Transport Property and Spin-Orbit Torque in 2D Rashba Ferromagnetic Electron Gas

In this paper, we investigate the spin-orbit torque and transport property in a 2D Rashba ferromagnetic electron gas. The longitudinal conductivity can be divided into two parts: the first term is determined by the charge density and is independent of the spin degrees of freedom. The second term depends on the two bands that spin in the opposite directions, and it is directly proportional to spin-orbit torque regardless of the band structure and temperature. This is a general and underlying relation between the transport property and spin-orbit torque. Moreover, we show the impacts of the spin-orbit coupling constant and Fermi energy on transverse conductivity and spin-orbit torque, which is helpful for relevant experiments.

Automated summary

This paper investigates the spin-orbit torque and transport property in a 2D Rashba ferromagnetic electron gas.

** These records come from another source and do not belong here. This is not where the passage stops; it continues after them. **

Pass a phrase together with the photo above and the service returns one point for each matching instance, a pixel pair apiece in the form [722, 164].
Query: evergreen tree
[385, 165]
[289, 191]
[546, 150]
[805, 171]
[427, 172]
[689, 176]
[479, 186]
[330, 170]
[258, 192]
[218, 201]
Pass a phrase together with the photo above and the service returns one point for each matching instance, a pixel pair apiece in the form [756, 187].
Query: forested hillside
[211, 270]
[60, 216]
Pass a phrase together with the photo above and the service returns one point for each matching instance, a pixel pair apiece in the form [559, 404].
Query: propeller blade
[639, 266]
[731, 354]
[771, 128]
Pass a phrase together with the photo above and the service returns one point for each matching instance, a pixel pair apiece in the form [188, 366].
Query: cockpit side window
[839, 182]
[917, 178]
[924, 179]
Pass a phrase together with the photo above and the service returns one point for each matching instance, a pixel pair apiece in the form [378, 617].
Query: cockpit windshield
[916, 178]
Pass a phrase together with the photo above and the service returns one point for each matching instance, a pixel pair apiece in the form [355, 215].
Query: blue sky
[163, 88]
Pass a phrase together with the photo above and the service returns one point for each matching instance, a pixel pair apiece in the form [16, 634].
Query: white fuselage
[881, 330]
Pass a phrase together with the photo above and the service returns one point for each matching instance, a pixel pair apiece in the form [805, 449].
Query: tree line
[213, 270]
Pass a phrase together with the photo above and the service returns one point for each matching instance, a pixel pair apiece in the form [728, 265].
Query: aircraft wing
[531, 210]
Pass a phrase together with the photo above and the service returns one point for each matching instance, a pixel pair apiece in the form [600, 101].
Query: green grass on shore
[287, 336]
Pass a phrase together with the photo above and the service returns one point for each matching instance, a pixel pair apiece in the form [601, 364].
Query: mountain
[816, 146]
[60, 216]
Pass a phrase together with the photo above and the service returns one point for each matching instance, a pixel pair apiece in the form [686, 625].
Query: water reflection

The longitudinal conductivity has two parts: one is determined by the charge density and independent of spin degrees of freedom, while the other is directly proportional to spin-orbit torque regardless of the band structure and temperature. This study reveals a general relationship between the transport property and spin-orbit torque. Additionally, the impacts of the spin-orbit coupling constant and Fermi energy on transverse conductivity and spin-orbit torque are discussed, providing helpful information for relevant experiments.